Robin was far too shocked to be supportive of me. I had to support him. That I could understand, but I was a little surprised — maybe because I had grown to regard him as some kind of superman.
Maude continued to be the most magnificent of all. She never spoke of her own grief, never seemed to consider her own pain. Her concern was entirely for Robin and for me and the families of all the other victims. She seemed to regard everyone else as being worse off than her.
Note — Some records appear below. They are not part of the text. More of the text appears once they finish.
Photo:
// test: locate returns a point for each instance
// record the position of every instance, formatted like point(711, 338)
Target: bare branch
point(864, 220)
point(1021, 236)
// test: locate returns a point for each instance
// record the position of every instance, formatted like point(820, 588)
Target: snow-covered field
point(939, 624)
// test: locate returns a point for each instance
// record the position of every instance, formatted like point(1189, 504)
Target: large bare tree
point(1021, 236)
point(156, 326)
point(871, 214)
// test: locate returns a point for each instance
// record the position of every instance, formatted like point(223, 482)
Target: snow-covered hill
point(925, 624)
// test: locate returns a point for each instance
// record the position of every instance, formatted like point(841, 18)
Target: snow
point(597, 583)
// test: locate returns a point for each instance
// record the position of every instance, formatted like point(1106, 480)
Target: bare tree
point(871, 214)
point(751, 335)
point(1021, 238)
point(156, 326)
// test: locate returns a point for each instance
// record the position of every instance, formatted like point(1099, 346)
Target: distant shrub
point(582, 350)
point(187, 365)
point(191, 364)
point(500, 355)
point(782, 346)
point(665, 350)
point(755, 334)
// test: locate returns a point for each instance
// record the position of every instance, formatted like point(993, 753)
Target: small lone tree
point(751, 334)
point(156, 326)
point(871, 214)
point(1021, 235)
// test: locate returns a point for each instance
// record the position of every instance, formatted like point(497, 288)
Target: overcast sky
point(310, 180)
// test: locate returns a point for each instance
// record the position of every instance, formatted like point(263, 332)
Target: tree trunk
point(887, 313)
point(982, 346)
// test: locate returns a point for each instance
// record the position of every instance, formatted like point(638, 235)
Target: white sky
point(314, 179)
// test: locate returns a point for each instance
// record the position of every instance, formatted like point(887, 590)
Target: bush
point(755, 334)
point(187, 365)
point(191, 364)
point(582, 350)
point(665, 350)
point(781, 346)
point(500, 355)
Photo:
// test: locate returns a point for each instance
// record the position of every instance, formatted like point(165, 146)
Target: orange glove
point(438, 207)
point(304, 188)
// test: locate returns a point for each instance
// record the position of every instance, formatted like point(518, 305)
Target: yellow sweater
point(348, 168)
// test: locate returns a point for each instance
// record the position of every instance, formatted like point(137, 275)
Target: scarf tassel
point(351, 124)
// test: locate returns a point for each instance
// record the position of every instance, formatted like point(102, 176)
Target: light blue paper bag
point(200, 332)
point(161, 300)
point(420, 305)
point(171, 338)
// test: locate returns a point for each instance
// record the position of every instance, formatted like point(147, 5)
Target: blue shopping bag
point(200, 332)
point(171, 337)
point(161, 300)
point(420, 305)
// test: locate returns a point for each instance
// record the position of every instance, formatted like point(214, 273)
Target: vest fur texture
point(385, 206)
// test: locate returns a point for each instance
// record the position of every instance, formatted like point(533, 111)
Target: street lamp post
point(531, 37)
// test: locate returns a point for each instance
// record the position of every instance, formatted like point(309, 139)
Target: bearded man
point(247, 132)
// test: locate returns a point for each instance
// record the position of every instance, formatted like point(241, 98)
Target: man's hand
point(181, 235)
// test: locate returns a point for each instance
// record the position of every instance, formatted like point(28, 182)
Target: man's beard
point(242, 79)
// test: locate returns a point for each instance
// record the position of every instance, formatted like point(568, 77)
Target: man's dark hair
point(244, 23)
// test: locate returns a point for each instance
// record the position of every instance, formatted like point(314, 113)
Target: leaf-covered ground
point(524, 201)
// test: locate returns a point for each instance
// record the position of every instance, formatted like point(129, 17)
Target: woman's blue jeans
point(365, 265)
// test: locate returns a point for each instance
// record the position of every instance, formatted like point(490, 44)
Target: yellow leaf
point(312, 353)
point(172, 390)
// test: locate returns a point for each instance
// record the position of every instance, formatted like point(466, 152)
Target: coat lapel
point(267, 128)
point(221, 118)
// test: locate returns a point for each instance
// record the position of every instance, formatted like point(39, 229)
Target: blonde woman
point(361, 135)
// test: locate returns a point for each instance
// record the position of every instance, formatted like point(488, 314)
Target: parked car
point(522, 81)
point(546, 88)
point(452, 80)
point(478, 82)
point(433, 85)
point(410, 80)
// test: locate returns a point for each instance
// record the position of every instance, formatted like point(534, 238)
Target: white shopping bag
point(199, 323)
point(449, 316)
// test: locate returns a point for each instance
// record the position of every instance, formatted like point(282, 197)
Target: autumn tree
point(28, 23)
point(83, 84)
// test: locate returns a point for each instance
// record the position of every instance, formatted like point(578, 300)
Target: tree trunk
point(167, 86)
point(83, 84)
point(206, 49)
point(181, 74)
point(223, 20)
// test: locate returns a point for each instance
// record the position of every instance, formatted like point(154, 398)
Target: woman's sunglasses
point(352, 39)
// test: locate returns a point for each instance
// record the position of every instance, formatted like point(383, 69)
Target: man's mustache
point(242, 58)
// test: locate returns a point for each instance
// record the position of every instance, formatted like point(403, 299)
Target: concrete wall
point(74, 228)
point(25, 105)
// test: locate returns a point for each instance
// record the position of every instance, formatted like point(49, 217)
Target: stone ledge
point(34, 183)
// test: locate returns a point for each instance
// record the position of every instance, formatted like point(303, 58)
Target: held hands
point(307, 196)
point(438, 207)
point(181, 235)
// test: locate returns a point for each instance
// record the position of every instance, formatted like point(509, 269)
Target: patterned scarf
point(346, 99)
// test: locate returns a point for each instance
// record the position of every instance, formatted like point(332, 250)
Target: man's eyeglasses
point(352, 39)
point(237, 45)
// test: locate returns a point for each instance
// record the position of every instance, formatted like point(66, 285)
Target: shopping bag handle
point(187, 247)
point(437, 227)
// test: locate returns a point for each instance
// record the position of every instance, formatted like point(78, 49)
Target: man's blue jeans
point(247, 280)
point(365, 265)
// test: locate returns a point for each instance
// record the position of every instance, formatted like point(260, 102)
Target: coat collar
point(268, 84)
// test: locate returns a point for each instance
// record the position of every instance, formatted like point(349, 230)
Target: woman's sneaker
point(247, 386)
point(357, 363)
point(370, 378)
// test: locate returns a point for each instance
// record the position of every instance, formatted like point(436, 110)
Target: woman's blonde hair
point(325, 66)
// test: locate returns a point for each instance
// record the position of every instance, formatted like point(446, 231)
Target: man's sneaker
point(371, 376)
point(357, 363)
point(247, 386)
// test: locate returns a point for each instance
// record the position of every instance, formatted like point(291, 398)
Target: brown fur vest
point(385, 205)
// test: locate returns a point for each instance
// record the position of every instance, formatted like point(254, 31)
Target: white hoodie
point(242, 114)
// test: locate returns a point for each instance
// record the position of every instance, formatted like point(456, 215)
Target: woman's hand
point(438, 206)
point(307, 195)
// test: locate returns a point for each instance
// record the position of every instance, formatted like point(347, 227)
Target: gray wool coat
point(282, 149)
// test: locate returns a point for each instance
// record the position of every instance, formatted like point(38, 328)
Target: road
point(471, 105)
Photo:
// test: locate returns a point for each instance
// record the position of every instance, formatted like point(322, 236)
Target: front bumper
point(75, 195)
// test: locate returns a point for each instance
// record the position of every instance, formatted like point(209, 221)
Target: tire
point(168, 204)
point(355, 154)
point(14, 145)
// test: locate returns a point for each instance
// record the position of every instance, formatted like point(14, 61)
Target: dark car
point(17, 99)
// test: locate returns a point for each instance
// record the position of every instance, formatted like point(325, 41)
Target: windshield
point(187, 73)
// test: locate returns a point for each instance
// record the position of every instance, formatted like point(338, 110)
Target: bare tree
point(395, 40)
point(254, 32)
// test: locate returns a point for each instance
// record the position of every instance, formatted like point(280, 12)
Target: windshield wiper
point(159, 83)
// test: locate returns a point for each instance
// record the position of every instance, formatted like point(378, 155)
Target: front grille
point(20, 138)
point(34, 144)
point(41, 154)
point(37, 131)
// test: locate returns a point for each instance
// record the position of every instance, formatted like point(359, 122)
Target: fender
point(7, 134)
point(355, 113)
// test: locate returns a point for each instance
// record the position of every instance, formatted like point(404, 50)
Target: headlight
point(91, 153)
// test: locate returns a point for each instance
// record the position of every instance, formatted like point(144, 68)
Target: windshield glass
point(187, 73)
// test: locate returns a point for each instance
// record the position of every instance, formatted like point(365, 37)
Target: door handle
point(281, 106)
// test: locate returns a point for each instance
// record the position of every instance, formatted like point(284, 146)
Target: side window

I was coming to love Maude more with every passing day, and it was no surprise that she struck up an instant bond with Julia, who stayed with us all at Northgate for several days while the funerals were going on. Often it seemed that only Maude and Julia were holding the rest of us together.
Even before the Abri Island dead were buried, speculation about what had caused the disaster was rife. It seemed quite extraordinary that the entire structure of the island had caved in the way it did. It had been, as Eddie Brown had at once described it, like an earthquake. But earthquakes of that magnitude were not known in the British Isles, not in modern times, anyway — although I couldn’t help remembering those giant chasms which the locals all believed to have been caused by a quake some time around the seventeenth century.